EqtyTrk pre-computes three expensive data sets and stores them in the database so that API requests return in milliseconds instead of seconds. This page documents what each cache contains, which job populates it, and how stale it can get before a refresh fires.

company_metrics_cache

One row per CIK. Columns: cik, period_end, metrics (JSONB — a flat {metric_id: value} object for every metric in the engine), market_cap, computed_at.

Populated by the eqtytrk-recompute-cache Lambda (eqtytrk.worker.recompute_handler). That Lambda walks every distinct CIK in xbrl_facts, runs compute_all_metrics_for_cik, and upserts the result. With ~500 CIKs and 60+ metrics each, the metrics phase takes roughly four minutes.

Two triggers fire the Lambda:

  1. Post-ingest async invoke — the eqtytrk-ingest-worker Lambda fire-and-forgets an async invocation of eqtytrk-recompute-cache after each successful CIK ingest. This keeps the cache warm within ~5 minutes of new data landing.
  2. Daily EventBridge backstopeqtytrk-recompute-daily fires at cron(0 8 * * ? *) (08:00 UTC, 04:00 ET) as a safety net for any tickers that landed overnight without triggering a post-ingest refresh.

The Lambda self-debounces: if both company_metrics_cache and sector_medians_cache are younger than RECOMPUTE_DEBOUNCE_SECONDS (default 240 s), the handler logs "debounce" and exits early. This keeps a burst of ten consecutive ingest invocations from hammering Neon with ten back-to-back full-table scans.

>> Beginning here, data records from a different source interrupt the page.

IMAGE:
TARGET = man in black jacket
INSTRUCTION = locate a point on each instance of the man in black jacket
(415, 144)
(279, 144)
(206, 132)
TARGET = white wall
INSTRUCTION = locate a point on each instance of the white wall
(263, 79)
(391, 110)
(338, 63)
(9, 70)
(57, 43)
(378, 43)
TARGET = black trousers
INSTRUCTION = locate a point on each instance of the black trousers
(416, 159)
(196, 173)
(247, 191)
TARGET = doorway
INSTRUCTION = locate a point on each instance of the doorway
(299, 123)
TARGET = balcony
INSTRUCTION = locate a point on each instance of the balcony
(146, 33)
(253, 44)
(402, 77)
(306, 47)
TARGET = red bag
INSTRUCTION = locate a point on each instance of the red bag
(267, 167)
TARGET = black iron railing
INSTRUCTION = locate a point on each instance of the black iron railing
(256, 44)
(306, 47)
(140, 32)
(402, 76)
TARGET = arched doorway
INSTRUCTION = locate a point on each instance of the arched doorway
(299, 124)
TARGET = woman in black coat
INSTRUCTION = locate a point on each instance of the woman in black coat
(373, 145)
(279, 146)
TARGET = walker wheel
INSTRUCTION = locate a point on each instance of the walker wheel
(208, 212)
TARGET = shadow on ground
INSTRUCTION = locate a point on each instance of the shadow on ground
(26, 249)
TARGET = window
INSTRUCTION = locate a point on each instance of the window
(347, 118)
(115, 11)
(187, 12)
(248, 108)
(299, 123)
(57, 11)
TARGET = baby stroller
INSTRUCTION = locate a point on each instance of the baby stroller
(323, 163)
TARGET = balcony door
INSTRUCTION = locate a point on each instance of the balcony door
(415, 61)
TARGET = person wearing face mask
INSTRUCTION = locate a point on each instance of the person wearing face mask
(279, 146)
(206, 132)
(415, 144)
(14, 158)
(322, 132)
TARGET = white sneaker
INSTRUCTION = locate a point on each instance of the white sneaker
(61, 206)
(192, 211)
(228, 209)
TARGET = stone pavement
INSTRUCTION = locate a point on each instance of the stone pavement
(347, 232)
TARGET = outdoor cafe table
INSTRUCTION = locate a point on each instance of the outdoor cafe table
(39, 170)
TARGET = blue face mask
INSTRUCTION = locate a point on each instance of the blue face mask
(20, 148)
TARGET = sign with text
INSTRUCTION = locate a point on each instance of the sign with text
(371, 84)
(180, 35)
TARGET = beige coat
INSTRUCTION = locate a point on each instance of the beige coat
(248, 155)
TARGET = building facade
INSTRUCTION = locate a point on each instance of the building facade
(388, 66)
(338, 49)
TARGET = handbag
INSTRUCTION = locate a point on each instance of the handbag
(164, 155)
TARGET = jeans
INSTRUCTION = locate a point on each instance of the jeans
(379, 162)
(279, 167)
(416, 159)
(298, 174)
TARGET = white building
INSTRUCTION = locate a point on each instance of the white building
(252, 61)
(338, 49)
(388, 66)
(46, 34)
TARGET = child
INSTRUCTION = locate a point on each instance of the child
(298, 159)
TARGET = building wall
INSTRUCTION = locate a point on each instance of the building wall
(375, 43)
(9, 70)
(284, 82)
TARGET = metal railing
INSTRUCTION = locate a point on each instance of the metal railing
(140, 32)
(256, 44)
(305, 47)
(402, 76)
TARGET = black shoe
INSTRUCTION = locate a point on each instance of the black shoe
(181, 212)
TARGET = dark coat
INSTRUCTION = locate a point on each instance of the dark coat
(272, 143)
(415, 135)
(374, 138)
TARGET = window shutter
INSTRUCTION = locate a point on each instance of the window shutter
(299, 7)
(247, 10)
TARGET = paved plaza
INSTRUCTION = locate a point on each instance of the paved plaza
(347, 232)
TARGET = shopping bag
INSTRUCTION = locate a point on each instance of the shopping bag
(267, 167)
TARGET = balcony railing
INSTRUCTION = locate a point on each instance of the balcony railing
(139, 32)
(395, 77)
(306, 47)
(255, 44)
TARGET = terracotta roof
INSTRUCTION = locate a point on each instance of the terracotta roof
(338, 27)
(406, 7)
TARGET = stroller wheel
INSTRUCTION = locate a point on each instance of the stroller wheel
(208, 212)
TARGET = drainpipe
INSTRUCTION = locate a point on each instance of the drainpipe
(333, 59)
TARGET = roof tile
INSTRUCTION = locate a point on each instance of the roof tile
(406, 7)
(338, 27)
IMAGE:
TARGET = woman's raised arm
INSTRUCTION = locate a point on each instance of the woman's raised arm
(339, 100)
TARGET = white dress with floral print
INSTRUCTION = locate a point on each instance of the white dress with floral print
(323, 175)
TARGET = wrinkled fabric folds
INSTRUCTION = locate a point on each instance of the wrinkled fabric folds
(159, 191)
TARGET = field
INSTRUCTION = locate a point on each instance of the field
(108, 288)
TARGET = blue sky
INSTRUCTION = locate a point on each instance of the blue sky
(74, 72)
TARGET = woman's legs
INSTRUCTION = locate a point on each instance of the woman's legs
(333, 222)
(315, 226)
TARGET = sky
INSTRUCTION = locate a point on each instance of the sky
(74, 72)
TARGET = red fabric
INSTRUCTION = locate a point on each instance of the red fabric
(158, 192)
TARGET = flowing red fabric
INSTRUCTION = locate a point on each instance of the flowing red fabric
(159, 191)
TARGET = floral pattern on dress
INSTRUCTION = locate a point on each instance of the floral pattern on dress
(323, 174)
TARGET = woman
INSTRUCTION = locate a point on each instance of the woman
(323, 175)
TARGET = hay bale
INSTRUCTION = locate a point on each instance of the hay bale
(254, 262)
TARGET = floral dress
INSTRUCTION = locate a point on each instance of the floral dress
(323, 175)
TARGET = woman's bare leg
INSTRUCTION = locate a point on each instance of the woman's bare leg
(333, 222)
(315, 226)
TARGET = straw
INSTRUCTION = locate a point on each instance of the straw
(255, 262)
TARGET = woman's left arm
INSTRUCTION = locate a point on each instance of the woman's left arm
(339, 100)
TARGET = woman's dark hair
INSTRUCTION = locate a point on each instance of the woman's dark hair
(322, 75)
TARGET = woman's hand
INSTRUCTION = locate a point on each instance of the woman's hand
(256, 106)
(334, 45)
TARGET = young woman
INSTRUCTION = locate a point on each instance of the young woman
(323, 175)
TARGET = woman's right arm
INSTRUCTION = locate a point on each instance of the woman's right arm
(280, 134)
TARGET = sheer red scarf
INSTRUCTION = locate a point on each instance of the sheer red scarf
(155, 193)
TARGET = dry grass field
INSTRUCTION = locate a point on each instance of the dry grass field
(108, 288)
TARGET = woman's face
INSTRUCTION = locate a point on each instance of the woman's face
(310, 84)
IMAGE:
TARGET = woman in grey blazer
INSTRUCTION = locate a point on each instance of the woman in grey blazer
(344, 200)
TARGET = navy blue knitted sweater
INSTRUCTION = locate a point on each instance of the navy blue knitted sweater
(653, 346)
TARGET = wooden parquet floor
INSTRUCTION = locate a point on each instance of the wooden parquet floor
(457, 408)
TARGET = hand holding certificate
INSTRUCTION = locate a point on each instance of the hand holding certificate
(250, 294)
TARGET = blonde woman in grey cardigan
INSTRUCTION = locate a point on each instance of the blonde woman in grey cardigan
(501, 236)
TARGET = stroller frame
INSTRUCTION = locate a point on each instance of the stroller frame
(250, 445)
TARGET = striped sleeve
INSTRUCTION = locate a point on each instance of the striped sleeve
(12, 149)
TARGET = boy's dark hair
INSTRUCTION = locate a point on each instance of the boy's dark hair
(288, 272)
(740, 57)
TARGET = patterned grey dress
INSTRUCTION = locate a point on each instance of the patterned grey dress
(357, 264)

Reserved concurrency is set to 1 (ReservedConcurrentExecutions: 1 in infra/ingest-worker.yml) so AWS serializes concurrent invocations and retries them with exponential backoff rather than letting them race.

sector_medians_cache

One row per (index_id, aggregation, period) key. Columns: cache_key, index_id, aggregation, period, matrix (JSONB — sector × metric grid), warnings, computed_at.

Populated immediately after company_metrics_cache in the same eqtytrk-recompute-cache Lambda run. The sector phase calls compute_and_cache_sector_matrix (in src/eqtytrk/sectors/cache.py) three times — once for each of the median, mean, and weighted_mcap aggregations — all scoped to sp500 / fy_latest. The sector phase reads from xbrl_facts and companies.market_cap directly (not from company_metrics_cache) and takes roughly 70 s total.

The /v1/sectors/medians endpoint reads from this table. If no cached row exists for the requested key, it falls through to a live recompute (same compute_and_cache_sector_matrix function) and upserts before returning.

Freshness follows the same two-trigger model as company_metrics_cache: post-ingest async invoke (common case) and daily EventBridge backstop at 08:00 UTC.

companies.beta_5y_monthly_vs_spy

A column group on the companies table, added in migration 008_companies_beta_cache.sql: beta_5y_monthly_vs_spy (numeric), beta_computed_at (timestamptz), beta_window_start (date), beta_window_end (date).

Populated by recompute_all_betas in src/eqtytrk/correlation/beta.py, called from the same eqtytrk-recompute-cache Lambda run after the metrics phase and before the sector phase. For each company the function pulls five years of daily prices from prices_daily, converts to month-end returns, and runs an OLS regression against SPY monthly returns over the same window. A minimum of 24 aligned monthly observations is required; companies with less price history get NULL (handled the same way as a fresh per-request regression that returned None — the peer is dropped from the CAPM-adjusted correlation ranking).

Used by _apply_etsr_capm in the analysis router to compute CAPM-adjusted excess returns without regressing per-peer on every /correlate request.

EqtyTrk methodology reference. Data from SEC EDGAR.